The article supports people working in health promotion, tobacco control and beyond to inform, assess and advance research and practice by disarming tobacco industry framing. We provide 10 recommendations that identify and resist the tobacco and nicotine industry narrative and hold the industry and their affiliates accountable for the harms they generate.
The article provides guidance to undertake good research and publication practices that support the health promotion field to eliminate tobacco industry generated disease and death, consistent with the World Health Organization’s Framework Convention on Tobacco Control, by keeping the focus on the industry’s culpability and not inadvertently advancing industry arguments.
BACKGROUND
The tobacco industry has a long history of endangering the health and wellbeing of individuals, populations and society more broadly, including Indigenous peoples, via dubious practices that continue today (Bero, 2005; Proctor, 2012; Gilmore and Dance, 2022; RNZ, 2023; Expose Tobacco, 2024; Rose et al., 2024; Tobacco Tactics, 2024; van den Berg et al., 2024). Commercial or recreational tobacco use (i.e. not sacred or ceremonial) is responsible for more than eight million deaths each year, including an estimated 1.3 million people who do not smoke but are exposed to second-hand smoke (Institute of Health Metrics, 2019).

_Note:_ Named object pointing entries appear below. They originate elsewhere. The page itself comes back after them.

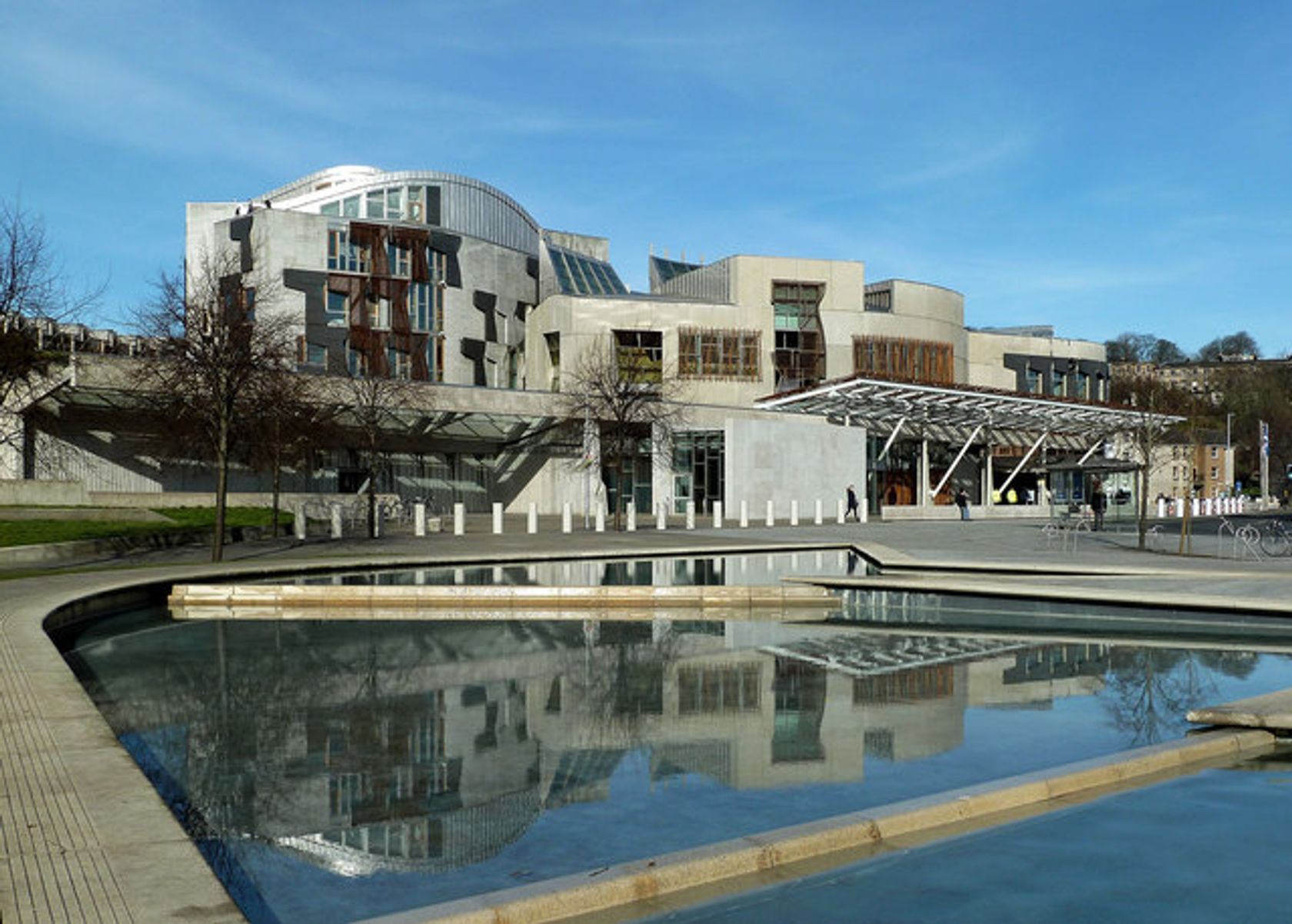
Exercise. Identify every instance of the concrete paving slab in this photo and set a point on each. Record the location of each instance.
(1271, 711)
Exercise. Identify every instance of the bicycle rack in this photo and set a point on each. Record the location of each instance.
(1251, 542)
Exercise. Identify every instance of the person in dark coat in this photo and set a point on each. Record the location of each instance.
(1098, 504)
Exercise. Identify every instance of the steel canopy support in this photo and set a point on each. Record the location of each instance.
(957, 462)
(888, 444)
(1021, 466)
(1090, 453)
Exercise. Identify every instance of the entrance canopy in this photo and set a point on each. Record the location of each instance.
(955, 413)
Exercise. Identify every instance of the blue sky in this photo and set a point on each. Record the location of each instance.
(1101, 167)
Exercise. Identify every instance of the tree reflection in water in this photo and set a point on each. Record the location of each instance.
(1149, 690)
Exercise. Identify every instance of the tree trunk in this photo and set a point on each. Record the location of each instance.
(372, 504)
(278, 474)
(278, 490)
(1144, 507)
(218, 542)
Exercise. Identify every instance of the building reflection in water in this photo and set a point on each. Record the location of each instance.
(431, 746)
(761, 569)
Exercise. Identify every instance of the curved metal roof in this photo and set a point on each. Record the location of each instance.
(468, 206)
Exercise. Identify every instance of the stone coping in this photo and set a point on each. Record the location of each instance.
(1270, 711)
(764, 855)
(989, 583)
(355, 601)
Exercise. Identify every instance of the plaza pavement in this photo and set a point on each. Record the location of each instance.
(85, 838)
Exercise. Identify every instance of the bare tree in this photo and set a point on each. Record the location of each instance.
(216, 345)
(32, 290)
(627, 393)
(1158, 405)
(286, 421)
(370, 415)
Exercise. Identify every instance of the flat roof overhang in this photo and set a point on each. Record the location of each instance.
(953, 414)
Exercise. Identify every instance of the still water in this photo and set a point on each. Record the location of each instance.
(336, 770)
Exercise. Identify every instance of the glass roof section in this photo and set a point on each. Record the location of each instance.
(885, 405)
(581, 274)
(668, 269)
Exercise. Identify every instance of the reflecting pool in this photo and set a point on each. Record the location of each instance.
(336, 770)
(1210, 846)
(746, 570)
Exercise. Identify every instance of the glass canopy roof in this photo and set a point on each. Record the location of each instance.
(884, 406)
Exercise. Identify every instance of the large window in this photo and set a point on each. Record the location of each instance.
(640, 356)
(399, 364)
(553, 341)
(397, 260)
(420, 307)
(344, 255)
(800, 353)
(335, 309)
(902, 358)
(718, 353)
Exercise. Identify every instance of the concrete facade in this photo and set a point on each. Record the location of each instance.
(1035, 361)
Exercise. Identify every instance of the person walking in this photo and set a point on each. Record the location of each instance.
(1098, 504)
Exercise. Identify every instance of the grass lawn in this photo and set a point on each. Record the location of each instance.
(184, 518)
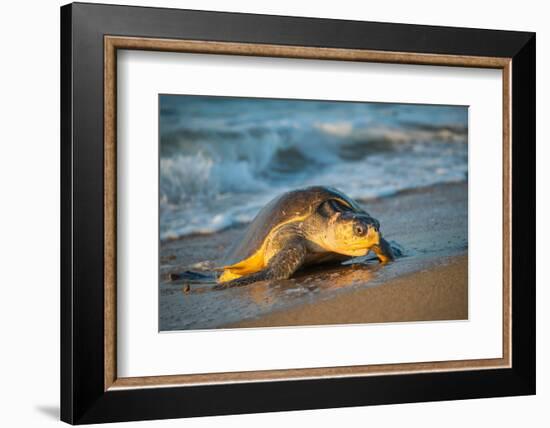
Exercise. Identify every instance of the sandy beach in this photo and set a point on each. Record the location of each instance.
(429, 282)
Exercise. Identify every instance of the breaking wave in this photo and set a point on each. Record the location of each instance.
(222, 159)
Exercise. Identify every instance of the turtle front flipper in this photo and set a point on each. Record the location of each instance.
(282, 265)
(383, 251)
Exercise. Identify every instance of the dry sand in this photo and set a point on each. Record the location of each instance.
(428, 283)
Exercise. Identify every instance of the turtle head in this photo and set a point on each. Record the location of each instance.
(352, 233)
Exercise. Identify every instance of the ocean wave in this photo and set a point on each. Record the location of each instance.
(221, 165)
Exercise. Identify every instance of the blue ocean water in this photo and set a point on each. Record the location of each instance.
(223, 158)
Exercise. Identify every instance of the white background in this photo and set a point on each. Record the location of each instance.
(144, 352)
(29, 226)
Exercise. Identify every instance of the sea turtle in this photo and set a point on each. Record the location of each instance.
(302, 227)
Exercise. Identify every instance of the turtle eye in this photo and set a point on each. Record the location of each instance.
(360, 230)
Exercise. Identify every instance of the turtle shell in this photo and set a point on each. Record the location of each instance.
(295, 205)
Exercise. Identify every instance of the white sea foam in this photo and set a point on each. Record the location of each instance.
(223, 159)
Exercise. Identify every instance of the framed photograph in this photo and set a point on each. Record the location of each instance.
(265, 213)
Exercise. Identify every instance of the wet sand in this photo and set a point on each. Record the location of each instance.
(428, 283)
(437, 294)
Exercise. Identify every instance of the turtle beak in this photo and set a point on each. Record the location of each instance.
(374, 234)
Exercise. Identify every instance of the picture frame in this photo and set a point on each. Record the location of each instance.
(91, 35)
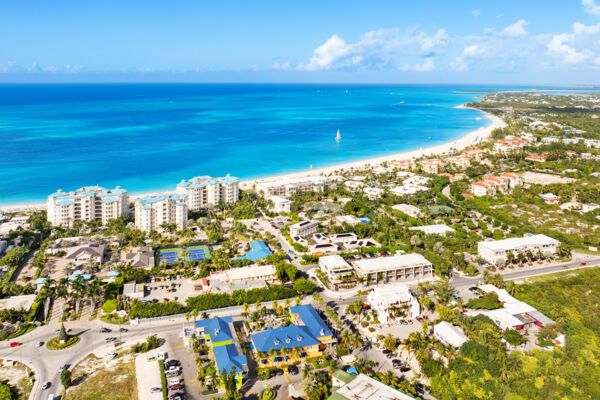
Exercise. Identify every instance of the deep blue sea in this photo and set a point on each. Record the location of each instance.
(150, 136)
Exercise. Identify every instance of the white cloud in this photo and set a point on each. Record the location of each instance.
(515, 30)
(591, 7)
(284, 66)
(581, 29)
(427, 65)
(376, 49)
(430, 43)
(561, 46)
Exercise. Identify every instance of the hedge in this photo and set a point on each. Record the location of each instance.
(238, 297)
(149, 310)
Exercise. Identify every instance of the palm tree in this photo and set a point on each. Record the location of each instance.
(93, 291)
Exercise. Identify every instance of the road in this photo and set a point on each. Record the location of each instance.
(45, 363)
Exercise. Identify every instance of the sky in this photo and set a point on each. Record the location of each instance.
(506, 42)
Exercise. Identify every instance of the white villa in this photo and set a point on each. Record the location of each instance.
(396, 267)
(288, 186)
(384, 298)
(494, 251)
(87, 204)
(152, 211)
(204, 191)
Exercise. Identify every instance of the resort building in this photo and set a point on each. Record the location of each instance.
(204, 191)
(153, 211)
(335, 267)
(87, 204)
(549, 198)
(288, 186)
(494, 251)
(405, 165)
(393, 300)
(394, 268)
(139, 257)
(264, 273)
(460, 162)
(303, 228)
(348, 386)
(431, 166)
(280, 204)
(514, 314)
(449, 334)
(436, 229)
(510, 145)
(409, 210)
(306, 336)
(219, 335)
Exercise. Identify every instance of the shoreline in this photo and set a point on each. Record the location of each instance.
(462, 142)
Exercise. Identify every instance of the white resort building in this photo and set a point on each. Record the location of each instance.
(494, 251)
(384, 299)
(288, 186)
(204, 191)
(394, 268)
(153, 211)
(304, 228)
(87, 204)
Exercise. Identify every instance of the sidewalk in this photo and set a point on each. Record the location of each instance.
(147, 374)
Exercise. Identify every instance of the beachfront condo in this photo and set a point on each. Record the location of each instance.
(286, 187)
(204, 191)
(151, 212)
(306, 336)
(87, 204)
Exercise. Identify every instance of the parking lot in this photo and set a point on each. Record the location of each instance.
(176, 289)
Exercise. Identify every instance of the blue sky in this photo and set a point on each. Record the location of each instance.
(530, 42)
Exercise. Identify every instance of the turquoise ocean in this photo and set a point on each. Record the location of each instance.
(147, 137)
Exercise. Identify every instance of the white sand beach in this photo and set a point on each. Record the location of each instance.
(469, 139)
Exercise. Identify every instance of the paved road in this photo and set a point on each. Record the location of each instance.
(591, 261)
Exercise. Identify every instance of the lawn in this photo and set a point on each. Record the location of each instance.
(97, 379)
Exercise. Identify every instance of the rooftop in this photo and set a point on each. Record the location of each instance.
(395, 261)
(217, 328)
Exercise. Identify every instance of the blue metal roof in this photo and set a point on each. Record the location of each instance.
(258, 252)
(284, 336)
(216, 328)
(227, 357)
(311, 319)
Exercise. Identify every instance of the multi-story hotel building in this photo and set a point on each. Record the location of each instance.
(87, 204)
(204, 191)
(153, 211)
(288, 186)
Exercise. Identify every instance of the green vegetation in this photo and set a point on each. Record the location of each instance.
(54, 343)
(211, 301)
(481, 369)
(152, 342)
(489, 302)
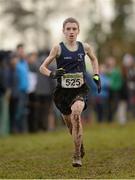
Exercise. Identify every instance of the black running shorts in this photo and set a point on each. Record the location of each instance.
(65, 97)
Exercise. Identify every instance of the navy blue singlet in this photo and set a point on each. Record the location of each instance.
(72, 61)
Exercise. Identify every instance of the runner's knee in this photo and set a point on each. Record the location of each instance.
(77, 107)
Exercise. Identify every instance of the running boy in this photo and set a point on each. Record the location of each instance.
(70, 93)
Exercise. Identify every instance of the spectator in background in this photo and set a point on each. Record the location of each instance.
(129, 68)
(4, 94)
(115, 78)
(13, 85)
(44, 89)
(100, 101)
(23, 71)
(32, 100)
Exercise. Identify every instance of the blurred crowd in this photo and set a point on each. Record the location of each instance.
(26, 103)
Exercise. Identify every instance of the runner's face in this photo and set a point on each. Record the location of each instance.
(71, 31)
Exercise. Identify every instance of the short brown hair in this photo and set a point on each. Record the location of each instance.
(71, 20)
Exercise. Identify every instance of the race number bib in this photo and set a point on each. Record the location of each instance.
(72, 80)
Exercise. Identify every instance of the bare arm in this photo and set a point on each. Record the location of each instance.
(92, 57)
(44, 66)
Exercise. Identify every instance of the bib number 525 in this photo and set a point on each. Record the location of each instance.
(73, 82)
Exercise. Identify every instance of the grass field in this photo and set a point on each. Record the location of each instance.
(110, 153)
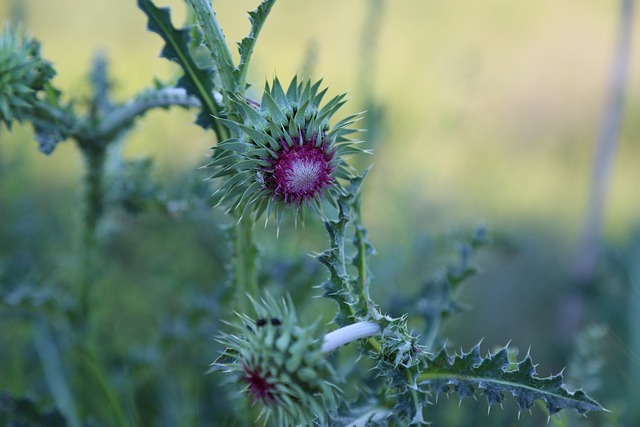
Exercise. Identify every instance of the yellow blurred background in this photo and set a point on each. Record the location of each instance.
(492, 107)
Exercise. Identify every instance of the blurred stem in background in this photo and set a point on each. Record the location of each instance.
(573, 307)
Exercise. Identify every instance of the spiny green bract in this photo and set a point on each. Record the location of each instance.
(281, 365)
(284, 153)
(23, 73)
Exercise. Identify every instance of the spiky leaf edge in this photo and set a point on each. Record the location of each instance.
(196, 81)
(495, 375)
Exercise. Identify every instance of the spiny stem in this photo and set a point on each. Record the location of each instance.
(361, 261)
(93, 205)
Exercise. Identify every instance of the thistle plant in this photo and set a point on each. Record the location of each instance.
(283, 154)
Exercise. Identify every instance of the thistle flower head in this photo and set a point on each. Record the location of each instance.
(23, 73)
(280, 364)
(284, 153)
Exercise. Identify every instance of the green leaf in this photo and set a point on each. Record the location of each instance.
(195, 81)
(494, 376)
(246, 46)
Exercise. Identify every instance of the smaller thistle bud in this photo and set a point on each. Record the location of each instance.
(23, 73)
(281, 364)
(284, 155)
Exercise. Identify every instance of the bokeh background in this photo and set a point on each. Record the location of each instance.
(484, 111)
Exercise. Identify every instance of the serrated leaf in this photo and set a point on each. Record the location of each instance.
(494, 376)
(196, 81)
(246, 46)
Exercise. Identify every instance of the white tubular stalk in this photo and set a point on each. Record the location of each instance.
(349, 333)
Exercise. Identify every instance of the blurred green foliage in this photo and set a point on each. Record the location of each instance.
(490, 111)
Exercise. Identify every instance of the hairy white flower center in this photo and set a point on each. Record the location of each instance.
(303, 175)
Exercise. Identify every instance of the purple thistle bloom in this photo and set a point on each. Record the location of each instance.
(284, 154)
(300, 172)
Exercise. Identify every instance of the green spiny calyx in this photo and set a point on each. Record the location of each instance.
(281, 364)
(23, 73)
(284, 154)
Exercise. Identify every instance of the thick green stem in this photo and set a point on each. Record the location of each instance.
(361, 261)
(93, 209)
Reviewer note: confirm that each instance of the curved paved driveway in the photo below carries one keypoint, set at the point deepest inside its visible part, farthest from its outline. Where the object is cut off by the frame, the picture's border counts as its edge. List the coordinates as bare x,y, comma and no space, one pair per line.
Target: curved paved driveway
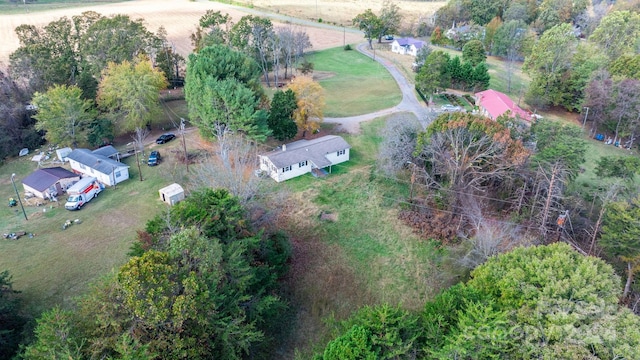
409,103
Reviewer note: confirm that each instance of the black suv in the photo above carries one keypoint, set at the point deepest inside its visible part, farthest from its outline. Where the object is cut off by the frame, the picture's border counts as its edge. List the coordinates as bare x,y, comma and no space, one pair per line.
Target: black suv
154,158
165,138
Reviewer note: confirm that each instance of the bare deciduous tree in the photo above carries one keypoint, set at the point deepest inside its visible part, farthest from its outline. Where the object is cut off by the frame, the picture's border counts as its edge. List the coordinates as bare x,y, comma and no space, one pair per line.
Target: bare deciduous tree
231,167
465,160
396,150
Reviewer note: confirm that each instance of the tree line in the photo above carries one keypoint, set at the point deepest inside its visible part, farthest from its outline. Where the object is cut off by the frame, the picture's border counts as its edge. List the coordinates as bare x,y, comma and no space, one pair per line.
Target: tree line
201,283
77,77
577,59
535,302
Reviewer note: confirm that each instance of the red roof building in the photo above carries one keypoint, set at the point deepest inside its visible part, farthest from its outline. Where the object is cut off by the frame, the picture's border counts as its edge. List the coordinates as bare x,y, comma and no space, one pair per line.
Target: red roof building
494,103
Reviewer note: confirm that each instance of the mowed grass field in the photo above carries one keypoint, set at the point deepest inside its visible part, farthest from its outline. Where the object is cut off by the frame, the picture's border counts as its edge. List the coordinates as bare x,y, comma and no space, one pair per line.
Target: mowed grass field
366,256
56,265
353,83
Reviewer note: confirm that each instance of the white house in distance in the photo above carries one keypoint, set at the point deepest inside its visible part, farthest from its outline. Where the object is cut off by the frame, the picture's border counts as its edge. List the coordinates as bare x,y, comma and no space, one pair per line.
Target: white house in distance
406,46
92,163
304,156
172,194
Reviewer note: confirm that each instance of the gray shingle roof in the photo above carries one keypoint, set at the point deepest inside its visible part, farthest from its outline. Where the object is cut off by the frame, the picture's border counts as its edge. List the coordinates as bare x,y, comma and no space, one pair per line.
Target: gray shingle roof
108,151
42,179
95,161
312,150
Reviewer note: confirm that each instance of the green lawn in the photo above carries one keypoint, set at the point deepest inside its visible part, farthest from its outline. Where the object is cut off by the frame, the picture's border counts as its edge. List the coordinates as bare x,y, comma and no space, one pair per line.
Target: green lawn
366,256
588,182
56,265
354,84
17,6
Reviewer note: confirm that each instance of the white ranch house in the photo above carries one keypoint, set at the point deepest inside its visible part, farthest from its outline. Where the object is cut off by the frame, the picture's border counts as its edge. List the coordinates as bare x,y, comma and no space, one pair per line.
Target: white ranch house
304,156
407,46
93,163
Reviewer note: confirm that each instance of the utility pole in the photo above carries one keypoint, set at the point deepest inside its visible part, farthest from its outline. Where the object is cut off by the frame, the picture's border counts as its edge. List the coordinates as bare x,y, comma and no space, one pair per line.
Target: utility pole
184,144
138,162
585,117
18,195
413,180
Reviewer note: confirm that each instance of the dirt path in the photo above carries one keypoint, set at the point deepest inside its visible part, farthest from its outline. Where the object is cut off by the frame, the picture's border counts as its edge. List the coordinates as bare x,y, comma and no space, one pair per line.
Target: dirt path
409,103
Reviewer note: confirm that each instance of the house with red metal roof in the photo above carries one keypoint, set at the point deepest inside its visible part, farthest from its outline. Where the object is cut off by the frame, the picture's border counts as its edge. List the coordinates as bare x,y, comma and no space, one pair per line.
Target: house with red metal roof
494,103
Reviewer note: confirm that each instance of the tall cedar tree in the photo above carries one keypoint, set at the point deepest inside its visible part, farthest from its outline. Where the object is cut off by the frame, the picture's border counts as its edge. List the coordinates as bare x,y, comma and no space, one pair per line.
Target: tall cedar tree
280,118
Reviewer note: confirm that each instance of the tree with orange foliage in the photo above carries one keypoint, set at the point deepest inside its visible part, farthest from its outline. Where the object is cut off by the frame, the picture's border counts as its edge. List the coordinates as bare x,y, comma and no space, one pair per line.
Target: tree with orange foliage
310,101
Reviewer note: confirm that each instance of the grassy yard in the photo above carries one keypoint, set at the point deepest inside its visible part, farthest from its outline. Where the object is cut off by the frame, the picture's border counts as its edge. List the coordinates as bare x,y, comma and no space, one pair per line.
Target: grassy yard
17,6
588,182
353,83
56,265
365,256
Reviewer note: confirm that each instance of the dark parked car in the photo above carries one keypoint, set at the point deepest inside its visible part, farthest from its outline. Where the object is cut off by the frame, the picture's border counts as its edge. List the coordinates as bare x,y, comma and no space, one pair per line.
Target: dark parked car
165,138
154,158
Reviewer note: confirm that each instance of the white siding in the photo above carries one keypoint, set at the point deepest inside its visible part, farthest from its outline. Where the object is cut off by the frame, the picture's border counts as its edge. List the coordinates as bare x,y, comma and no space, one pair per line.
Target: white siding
294,172
76,166
29,189
297,169
337,159
106,179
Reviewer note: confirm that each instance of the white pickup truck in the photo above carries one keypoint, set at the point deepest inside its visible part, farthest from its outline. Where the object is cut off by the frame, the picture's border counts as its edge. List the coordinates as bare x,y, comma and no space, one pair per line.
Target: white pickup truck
82,192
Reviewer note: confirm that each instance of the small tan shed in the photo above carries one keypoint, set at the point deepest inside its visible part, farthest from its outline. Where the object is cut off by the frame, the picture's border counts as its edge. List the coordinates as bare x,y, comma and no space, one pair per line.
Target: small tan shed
172,194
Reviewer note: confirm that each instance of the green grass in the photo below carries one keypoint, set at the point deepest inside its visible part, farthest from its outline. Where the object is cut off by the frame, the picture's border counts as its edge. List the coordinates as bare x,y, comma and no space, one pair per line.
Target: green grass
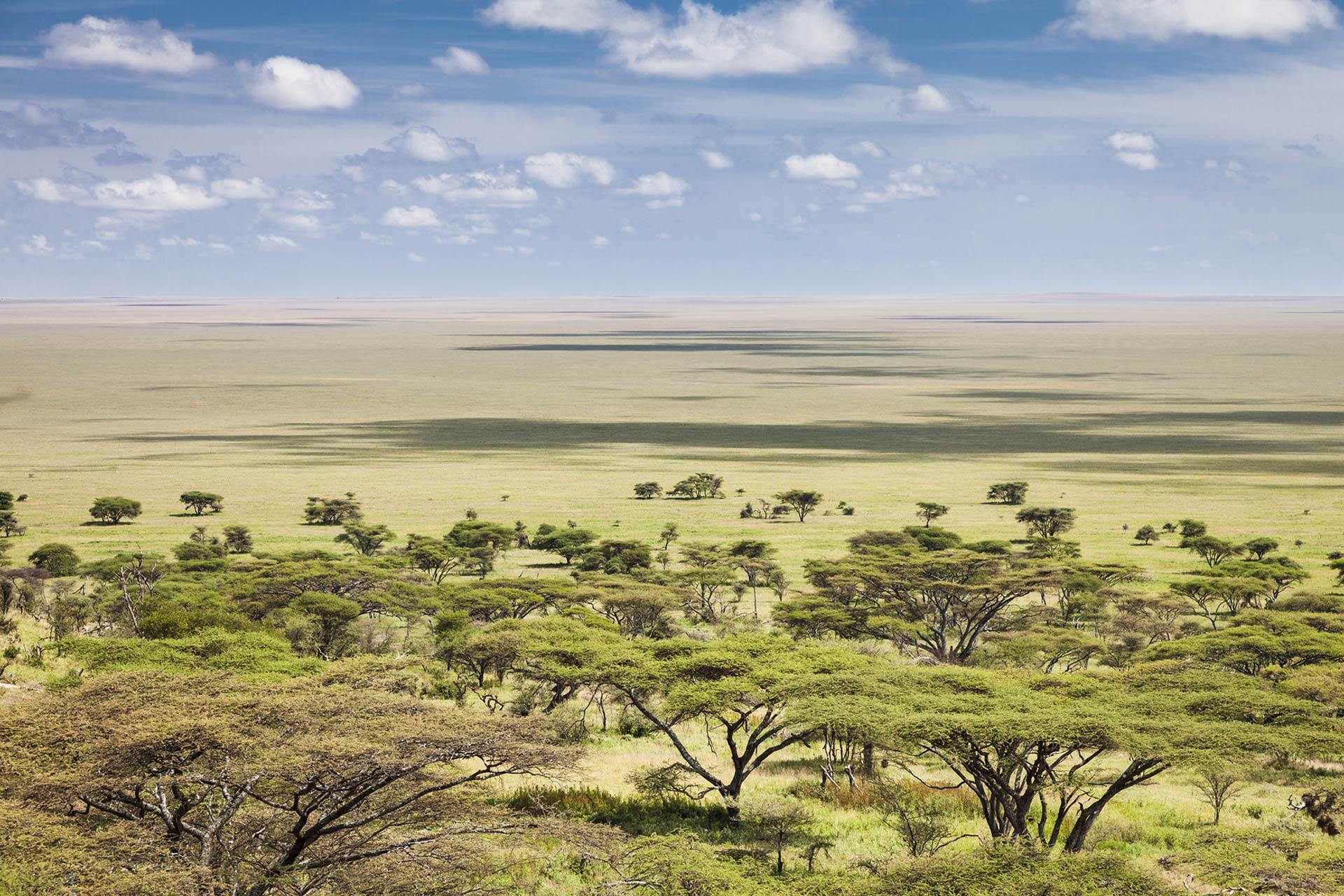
1135,414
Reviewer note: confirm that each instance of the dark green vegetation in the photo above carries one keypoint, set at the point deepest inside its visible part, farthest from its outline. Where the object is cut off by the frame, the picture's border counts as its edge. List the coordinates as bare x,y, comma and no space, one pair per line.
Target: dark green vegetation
946,715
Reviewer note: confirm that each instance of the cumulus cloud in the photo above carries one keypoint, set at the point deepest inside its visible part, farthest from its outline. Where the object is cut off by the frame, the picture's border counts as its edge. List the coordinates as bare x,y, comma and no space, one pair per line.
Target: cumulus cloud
656,184
774,36
412,92
926,99
456,61
924,181
566,169
869,149
31,127
663,190
425,144
235,188
480,187
412,216
140,46
1136,149
202,168
284,83
820,167
273,244
115,156
1168,19
1230,169
38,245
715,160
153,194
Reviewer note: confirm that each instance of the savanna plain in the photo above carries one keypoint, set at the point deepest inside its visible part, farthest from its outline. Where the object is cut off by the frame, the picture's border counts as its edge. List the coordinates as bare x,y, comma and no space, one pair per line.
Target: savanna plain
678,596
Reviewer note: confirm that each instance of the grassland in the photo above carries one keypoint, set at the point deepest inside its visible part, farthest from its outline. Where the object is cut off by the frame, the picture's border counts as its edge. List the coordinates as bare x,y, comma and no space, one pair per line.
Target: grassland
1132,410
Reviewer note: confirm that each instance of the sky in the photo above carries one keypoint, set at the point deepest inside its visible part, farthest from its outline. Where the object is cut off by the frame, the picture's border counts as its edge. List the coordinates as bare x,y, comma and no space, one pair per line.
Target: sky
634,148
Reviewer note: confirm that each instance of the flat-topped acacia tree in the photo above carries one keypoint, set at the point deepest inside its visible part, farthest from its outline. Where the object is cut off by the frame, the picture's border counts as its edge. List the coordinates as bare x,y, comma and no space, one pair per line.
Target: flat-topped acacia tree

As commercial entities, often publicly listed, the tobacco industry and its affiliates are required to operate in the best interests of the company (Maddox et al., 2021). While they may claim to consider ‘the triple bottom line’ of profit, people and the planet, profit appears to be prioritized over the best interests of social goods (Sridhar and Jones, 2013; Epperson et al., 2018). This is reflected in selecting strategies that improve market share and continue the promotion, marketing and sale of combustible cigarettes worldwide. The interests of the tobacco and nicotine industry are fundamentally at odds with the Human Right to Health, the Rights of Indigenous Peoples and the Rights of the Child, to enjoy the highest attainable standard of health (United Nations General Assembly, 1948, 1989, 2007; Maddox et al., 2021).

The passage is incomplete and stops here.